Forum Moderators: Robert Charlton & goodroi

Message Too Old, No Replies

Google and Duplication Content

what about robots.txt?

         

moftary

10:58 pm on Aug 25, 2005 (gmt 0)

10+ Year Member



Hello WWers,

I have been recently banned by google in the last month and failed to be reincluded since then. The first suspecious of getting banned was "duplication content" and as been advised from several webmasters here, I have modified robots.txt so googlebots should no longer index this duplication content.

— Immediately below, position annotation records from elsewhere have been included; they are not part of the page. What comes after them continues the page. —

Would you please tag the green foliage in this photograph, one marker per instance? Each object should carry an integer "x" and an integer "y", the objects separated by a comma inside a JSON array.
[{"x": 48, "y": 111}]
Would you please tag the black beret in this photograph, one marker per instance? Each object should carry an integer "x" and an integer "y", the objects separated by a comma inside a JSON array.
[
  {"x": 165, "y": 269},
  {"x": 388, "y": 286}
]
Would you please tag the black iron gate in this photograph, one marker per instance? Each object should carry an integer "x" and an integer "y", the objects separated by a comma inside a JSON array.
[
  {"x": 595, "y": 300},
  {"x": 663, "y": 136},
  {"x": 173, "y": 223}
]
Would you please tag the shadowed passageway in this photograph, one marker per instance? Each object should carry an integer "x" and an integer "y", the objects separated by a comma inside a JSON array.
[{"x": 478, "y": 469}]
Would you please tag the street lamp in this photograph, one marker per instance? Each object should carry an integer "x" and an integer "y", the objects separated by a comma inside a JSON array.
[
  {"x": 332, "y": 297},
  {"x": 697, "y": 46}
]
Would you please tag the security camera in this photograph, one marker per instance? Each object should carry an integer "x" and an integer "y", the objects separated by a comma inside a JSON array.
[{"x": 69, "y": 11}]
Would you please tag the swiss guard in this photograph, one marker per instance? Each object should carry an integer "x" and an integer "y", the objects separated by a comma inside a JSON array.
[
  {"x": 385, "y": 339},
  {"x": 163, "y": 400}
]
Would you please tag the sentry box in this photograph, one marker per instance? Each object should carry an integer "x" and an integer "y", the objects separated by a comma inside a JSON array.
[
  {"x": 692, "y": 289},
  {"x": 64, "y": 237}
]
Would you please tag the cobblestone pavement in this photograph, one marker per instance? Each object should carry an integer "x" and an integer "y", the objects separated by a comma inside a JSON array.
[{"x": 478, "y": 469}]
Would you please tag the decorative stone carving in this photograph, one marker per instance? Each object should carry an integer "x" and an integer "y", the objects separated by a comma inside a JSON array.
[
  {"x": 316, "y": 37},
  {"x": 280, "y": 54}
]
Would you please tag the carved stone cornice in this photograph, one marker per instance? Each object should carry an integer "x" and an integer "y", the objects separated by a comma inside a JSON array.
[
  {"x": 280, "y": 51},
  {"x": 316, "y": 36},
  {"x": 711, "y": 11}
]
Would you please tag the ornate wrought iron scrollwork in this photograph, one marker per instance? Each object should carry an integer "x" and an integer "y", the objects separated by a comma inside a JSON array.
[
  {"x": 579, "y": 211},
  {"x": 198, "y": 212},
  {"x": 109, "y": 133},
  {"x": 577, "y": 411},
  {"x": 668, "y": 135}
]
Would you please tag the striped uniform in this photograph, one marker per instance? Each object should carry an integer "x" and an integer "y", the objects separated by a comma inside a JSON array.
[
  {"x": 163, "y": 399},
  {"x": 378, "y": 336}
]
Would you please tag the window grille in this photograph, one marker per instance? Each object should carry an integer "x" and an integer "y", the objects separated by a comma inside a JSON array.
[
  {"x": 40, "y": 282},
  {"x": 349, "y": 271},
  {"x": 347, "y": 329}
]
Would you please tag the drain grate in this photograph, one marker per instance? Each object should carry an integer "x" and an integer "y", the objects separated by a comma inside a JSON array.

Now the $32.000 questions is, should google ban you for this although you are telling their crawlers not to spider these contents?

Cheers,
mOftary

MarkHutch

6:55 am on Aug 27, 2005 (gmt 0)

WebmasterWorld Senior Member 10+ Year Member



Please explain how you are using robots.txt to remove duplicate content. I've heard talk of this before, but I haven't seen any examples of how it's done, yet.

moftary

8:12 am on Aug 27, 2005 (gmt 0)

10+ Year Member




User-Agent: Googlebot
Disallow: /duplicated_content

in robots.txt

reseller

8:47 am on Aug 27, 2005 (gmt 0)

WebmasterWorld Senior Member 10+ Year Member Top Contributors Of The Month



moftary

>>Now the $32.000 questions is, should google ban you for this although you are telling their crawlers not to spider these contents?<<

Of course not. Its Google´s fault not yours if they keep indexing pages you asking not to get indexed.

However, I would have also added the following meta tag:

<META NAME="GOOGLEBOT" CONTENT="NOINDEX, FOLLOW">

Just to be sure ;-)

moftary

9:21 am on Aug 27, 2005 (gmt 0)

10+ Year Member



However, I would have also added the following meta tag:

<META NAME="GOOGLEBOT" CONTENT="NOINDEX, FOLLOW">

hard to implement on thousands of static pages:)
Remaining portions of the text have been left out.